RCI Safety Analysis: Food Safety Modernization Act Review, Part 4
Date Posted: January 17, 2013
This article is reprinted by permission from RCI Safety.
As stated in Article 1, the Food Safety Modernization Act (FSMA) presents the most sweeping reform of our food safety laws in more than 70 years.
The new law is ambitious as was the schedule to promulgate new regulations; however, to date only two proposed rules have been published in draft form.
Despite the delay in rule making, new enforcement tools are largely in place.
The FDA can now:
• Demand to inspect a broadened set of records related to food safety (Part 1),
• Suspend a facility’s registration (Part 1),
• Order the recall of an article of food (Part 2), and
• Order the administrative detention of adulterated foods (Part 2).
Inspections of Records (Section 101) effective January 4, 2011 Inspections of records differ from facility inspections.
FDA has been given a mandate to inspect food facilities on a routine basis.
Routine facility inspections will be addressed in subsequent articles.
QS 1: Under what circumstance would the FDA initiate an inspection of records?
If there is a reasonable probability that exposure to an article of food would cause serious adverse health consequences or death to humans or animals (farms and restaurants excluded).
QS 2: What type of records can the FDA request during an inspection?
Any records relating to the manufacture, processing, packing, distribution, receipt, holding, or importation of such article of food in any format (e.g. paper, electronic) at any location.
Suspension of Registration (Section 102(b)) effective July 3, 2011
QS 3: Under what circumstance would the FDA suspend the registration of a food facility?
Under the same circumstances that would initiate an inspection, if there is a reasonable probability that exposure to an article of food would cause serious adverse health consequences or death to humans or animals.
QS 4: What effect does a suspension have upon a facility?
If a facility’s registration is suspended, the facility cannot import or export food into the United States or introduce food into interstate or intrastate commerce in the United States effectively shutting down all food related operations of the facility.
QS 5: What happens following a suspension?
The facility has an opportunity to state their case at an informal hearing within two (2) business days of the suspension order.
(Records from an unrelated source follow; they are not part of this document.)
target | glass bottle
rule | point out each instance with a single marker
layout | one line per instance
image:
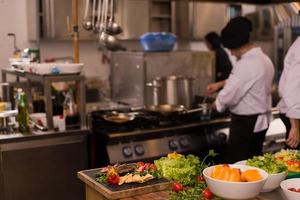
(23, 115)
(70, 111)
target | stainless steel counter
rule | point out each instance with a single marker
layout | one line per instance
(274, 195)
(42, 165)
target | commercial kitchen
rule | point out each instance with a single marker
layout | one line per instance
(86, 91)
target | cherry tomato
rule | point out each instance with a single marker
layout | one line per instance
(207, 193)
(140, 164)
(153, 167)
(113, 179)
(147, 165)
(200, 179)
(177, 187)
(294, 189)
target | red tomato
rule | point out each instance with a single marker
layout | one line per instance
(153, 167)
(200, 179)
(147, 165)
(207, 193)
(294, 189)
(113, 179)
(140, 164)
(177, 187)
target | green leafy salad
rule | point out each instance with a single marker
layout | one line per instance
(179, 167)
(186, 172)
(267, 162)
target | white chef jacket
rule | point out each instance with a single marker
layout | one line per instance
(289, 84)
(248, 88)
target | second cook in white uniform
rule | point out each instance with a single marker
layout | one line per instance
(246, 92)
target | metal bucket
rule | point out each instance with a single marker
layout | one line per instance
(173, 90)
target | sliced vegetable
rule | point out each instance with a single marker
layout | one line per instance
(207, 193)
(268, 162)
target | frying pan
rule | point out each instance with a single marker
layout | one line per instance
(118, 117)
(169, 109)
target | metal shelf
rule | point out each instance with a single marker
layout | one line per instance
(46, 81)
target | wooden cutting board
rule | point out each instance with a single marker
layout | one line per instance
(122, 191)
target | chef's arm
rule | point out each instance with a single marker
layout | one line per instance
(294, 135)
(214, 87)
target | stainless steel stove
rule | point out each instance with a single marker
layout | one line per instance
(149, 136)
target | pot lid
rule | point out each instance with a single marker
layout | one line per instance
(172, 77)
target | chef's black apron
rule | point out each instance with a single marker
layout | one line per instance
(243, 142)
(287, 125)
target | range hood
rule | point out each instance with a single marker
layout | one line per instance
(260, 2)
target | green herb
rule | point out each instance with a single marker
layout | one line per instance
(192, 193)
(101, 177)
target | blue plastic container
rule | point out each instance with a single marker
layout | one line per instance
(158, 41)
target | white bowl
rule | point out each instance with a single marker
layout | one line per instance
(235, 190)
(291, 183)
(242, 162)
(273, 180)
(57, 68)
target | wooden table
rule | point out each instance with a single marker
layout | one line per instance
(96, 191)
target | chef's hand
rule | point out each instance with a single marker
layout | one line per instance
(213, 106)
(212, 88)
(294, 137)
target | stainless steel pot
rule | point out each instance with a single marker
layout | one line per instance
(173, 90)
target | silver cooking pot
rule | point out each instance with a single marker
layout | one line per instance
(173, 90)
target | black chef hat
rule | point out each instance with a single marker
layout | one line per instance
(236, 33)
(213, 39)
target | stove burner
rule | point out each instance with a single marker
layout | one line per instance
(148, 136)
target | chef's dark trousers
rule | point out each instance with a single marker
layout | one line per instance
(287, 125)
(243, 142)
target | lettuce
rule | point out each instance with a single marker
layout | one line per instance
(180, 168)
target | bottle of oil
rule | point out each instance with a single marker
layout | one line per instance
(23, 115)
(70, 111)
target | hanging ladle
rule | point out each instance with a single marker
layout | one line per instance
(98, 24)
(113, 28)
(87, 24)
(107, 41)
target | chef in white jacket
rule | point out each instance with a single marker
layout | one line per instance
(289, 91)
(246, 92)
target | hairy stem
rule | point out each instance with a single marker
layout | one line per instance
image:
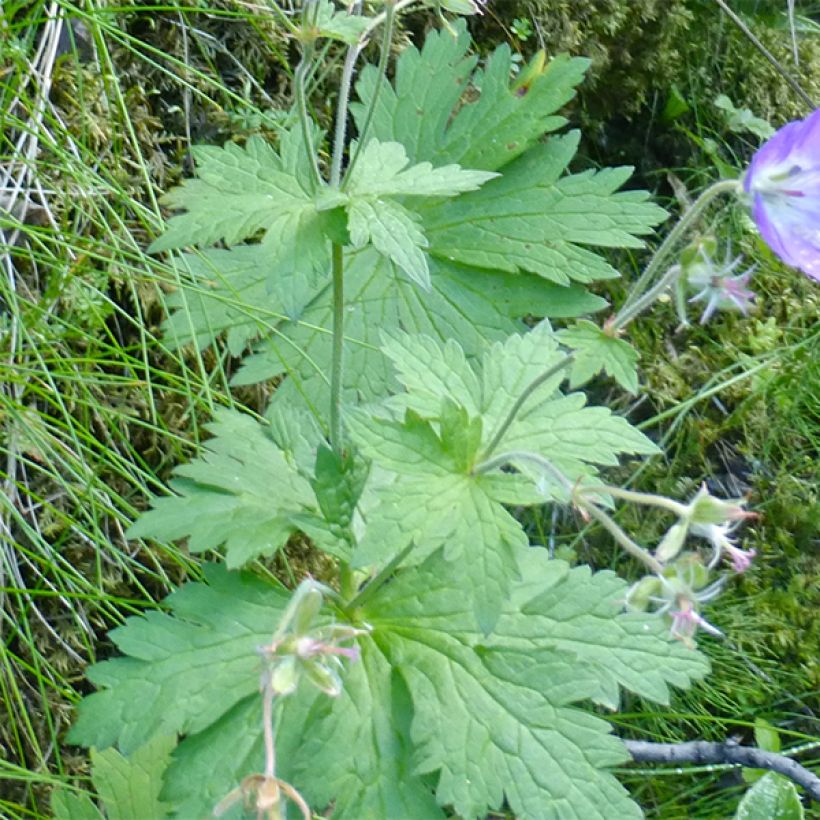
(627, 314)
(342, 104)
(524, 455)
(267, 729)
(299, 82)
(701, 751)
(520, 401)
(381, 578)
(635, 550)
(381, 72)
(647, 499)
(687, 219)
(337, 360)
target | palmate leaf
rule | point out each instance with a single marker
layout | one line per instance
(130, 787)
(469, 694)
(240, 191)
(433, 497)
(470, 305)
(243, 491)
(433, 706)
(183, 672)
(382, 170)
(530, 219)
(337, 24)
(434, 500)
(533, 219)
(487, 133)
(596, 350)
(560, 428)
(393, 230)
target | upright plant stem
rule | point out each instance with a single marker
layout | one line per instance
(381, 71)
(672, 238)
(337, 361)
(341, 114)
(299, 84)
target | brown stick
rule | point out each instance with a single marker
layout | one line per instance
(700, 751)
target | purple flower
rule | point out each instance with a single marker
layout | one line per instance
(784, 181)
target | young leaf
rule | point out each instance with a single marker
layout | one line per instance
(596, 350)
(338, 484)
(242, 492)
(337, 24)
(382, 170)
(240, 191)
(773, 797)
(426, 677)
(183, 670)
(394, 232)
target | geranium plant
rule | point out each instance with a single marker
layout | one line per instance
(401, 286)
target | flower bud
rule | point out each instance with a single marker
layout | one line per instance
(706, 509)
(639, 596)
(284, 675)
(672, 542)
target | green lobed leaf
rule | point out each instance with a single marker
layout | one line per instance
(68, 805)
(355, 751)
(560, 428)
(242, 492)
(596, 350)
(433, 705)
(201, 774)
(493, 718)
(182, 670)
(240, 191)
(433, 500)
(394, 232)
(337, 24)
(431, 118)
(381, 170)
(129, 787)
(470, 305)
(773, 797)
(533, 219)
(338, 485)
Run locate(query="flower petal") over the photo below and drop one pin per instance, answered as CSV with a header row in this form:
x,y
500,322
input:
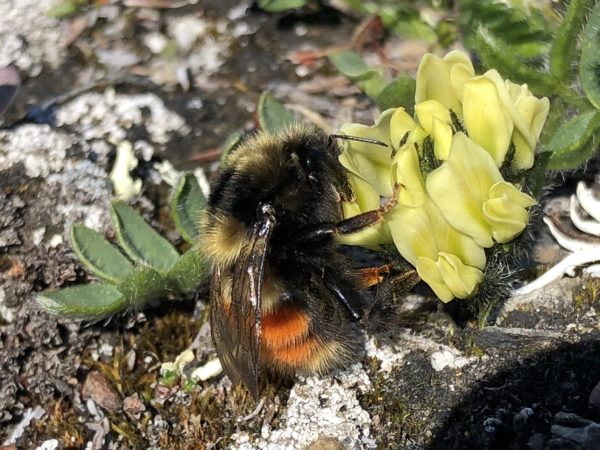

If the FDA determines, based on evidence presented, that grounds do not exist to continue the suspension it may be lifted.
If the FDA determines that suspension remains necessary, the facility will be required to submit a corrective action plan to demonstrate how the facility plans to correct the conditions leading to suspension.
QS 6: At what point will the FDA lift a suspension?
When the FDA determines that grounds no longer exist to continue the suspension they may vacate or modify the order and reinstate the registration of the facility. Typically the reinstatement will be subject to conditions.
The FDA exercised its power of suspension for the first time on November 26, 2012 when it suspended Sunland, Inc.’s peanut mill in Portales, New Mexico.
Products from the facility were linked to an outbreak of Salmonella that sickened 41 people in 20 states.
On January 7, 2013, the FDA reinstated Sunland’s registration after a federal judge entered a consent decree of permanent injunction imposing requirements on the firm.
Sunland can resume processing and distributing raw peanuts from its mill in Portales; however, the company may not resume processing or distributing ready-to-eat food until it completes additional corrective actions.